Easy trap on the rolling premium. Compounding (1 + port − spy) mixes arithmetic and geometric. Compound each line, then subtract.

Results

Full sample: 7.9% annualised vs 15.0% for the S&P 500, Sharpe 0.42 vs 0.90. A dollar compounded to $2.9 in the dividend portfolio and $7.3 in the index.

The rolling 5-year premium has been negative through almost the entire sample, currently at −8.1%.

There are several configurations for dividend portfolios, and this portfolio is the simplest one you can go with. But in this setting, it does not pay off to follow it.

This does not mean a dividend tilt cannot work. It means that, historically, a pure yield ranking with no other filter has lost to the S&P 500 over this window. Filtering on payout sustainability, free cash flow coverage, or quality could be a next step.

Caveats

Yield-trap risk beyond the MC floor. A 25% yield on a $1 billion stock is still usually a price-collapse signal. The $500m floor drops the worst, but the portfolio still picks up some of these. A payout-ratio screen would help; this version does not have one.

Sector concentration. Some months the top 30 by yield are concentrated in a single sector (REITs in 2020, traditional energy in 2022). Equal-weight across the 30 names does not stop the sector tilt.

Effective start ~2012. TR.DividendYield is sparsely populated in the LSEG pull before 2012. The MIN_HOLDINGS = 25 filter skips the warm-up months, so the displayed strategy effectively starts in 2012 rather than 2011.

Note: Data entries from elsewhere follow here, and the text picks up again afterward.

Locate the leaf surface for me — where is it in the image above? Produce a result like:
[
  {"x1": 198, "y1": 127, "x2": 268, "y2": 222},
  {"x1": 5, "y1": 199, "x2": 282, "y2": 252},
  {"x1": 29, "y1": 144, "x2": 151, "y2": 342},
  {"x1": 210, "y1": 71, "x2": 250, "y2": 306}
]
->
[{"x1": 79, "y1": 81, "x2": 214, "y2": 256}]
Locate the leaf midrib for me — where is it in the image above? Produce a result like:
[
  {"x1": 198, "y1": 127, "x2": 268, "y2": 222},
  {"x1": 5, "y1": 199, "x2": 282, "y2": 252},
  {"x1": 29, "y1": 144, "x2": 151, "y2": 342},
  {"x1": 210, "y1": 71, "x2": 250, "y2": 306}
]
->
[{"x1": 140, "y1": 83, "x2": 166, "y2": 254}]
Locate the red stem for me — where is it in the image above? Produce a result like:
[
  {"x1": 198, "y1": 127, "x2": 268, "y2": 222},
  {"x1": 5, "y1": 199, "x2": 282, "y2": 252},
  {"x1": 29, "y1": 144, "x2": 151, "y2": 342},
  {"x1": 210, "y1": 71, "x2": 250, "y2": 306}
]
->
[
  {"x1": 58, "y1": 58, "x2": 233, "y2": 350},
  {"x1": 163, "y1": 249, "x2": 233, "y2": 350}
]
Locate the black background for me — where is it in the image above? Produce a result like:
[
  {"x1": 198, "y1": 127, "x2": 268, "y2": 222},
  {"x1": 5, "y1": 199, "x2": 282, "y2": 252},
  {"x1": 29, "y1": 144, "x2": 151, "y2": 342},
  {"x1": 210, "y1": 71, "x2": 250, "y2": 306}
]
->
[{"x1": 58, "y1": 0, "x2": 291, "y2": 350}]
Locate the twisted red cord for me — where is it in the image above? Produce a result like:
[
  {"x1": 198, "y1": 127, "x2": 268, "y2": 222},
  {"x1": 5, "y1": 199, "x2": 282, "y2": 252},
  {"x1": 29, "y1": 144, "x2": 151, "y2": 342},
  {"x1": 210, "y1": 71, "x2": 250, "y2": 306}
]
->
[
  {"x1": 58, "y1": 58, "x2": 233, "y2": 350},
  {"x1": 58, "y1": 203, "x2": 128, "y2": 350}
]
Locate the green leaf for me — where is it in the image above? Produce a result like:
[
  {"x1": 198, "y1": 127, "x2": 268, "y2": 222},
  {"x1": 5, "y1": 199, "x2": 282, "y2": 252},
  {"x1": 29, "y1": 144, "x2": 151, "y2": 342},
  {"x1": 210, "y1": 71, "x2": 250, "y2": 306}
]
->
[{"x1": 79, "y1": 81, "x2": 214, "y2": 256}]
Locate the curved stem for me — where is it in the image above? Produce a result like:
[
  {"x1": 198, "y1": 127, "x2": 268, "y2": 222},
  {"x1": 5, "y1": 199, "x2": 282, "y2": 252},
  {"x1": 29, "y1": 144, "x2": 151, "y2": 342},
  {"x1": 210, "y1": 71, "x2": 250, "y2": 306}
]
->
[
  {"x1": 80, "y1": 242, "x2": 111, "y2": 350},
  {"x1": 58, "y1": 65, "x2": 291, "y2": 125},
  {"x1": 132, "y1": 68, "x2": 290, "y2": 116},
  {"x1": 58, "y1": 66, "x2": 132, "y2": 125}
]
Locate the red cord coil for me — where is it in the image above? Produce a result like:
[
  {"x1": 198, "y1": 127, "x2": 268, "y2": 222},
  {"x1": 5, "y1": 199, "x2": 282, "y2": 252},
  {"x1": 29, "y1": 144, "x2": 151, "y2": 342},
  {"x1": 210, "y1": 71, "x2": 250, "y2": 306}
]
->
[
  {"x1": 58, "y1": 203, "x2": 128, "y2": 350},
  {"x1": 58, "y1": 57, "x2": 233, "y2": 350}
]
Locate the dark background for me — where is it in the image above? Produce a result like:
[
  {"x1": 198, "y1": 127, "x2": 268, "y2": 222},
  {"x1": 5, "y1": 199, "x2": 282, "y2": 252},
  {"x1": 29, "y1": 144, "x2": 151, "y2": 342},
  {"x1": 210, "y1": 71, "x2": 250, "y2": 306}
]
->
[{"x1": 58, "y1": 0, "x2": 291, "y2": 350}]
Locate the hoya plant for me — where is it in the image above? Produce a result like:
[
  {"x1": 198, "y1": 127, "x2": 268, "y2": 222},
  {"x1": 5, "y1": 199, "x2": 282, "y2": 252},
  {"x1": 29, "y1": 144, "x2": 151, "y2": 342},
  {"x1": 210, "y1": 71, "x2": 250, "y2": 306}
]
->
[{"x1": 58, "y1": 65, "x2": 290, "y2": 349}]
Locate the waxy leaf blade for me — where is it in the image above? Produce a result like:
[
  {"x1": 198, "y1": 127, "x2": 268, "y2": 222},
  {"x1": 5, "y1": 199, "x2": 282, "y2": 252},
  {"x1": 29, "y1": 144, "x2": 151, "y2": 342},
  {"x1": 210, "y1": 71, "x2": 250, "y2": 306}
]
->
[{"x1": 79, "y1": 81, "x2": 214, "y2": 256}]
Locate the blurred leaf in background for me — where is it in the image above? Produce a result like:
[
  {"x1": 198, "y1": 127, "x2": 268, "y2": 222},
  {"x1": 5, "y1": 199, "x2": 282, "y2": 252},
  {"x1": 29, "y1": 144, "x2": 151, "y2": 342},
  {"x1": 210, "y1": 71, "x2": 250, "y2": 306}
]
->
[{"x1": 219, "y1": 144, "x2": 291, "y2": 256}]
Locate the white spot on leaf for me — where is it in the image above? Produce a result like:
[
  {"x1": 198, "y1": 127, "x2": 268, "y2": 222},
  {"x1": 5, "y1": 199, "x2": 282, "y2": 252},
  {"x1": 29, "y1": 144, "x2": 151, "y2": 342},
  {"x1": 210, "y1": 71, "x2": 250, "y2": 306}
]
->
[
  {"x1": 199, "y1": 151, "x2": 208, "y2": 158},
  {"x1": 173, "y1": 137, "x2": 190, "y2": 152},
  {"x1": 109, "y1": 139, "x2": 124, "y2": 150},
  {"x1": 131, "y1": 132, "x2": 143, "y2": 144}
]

Market impact beyond the quoted spread. The cost model charges the half-spread and a commission. Real execution shows slippage past top-of-book, and Hagströmer and Hübbert (2026) show conventional trade-quote matching algorithms (Lee–Ready and variants) overstate effective spreads by roughly 8–18% — so the half-spread itself is a noisy proxy. Another 30–80 bps a year of total drag is plausible on a $500m-floor strategy.

Data source

US equity total returns, dividend yields, market caps, and bid-ask quotes pulled from LSEG Workspace (licensed). The download pipeline is in an earlier post, with the universe set to all US common stocks on NYSE and Nasdaq.

Disclaimer: simplified, hypothetical backtest with approximate trading costs for discussion purposes only. Not investment advice. Past performance does not predict future returns.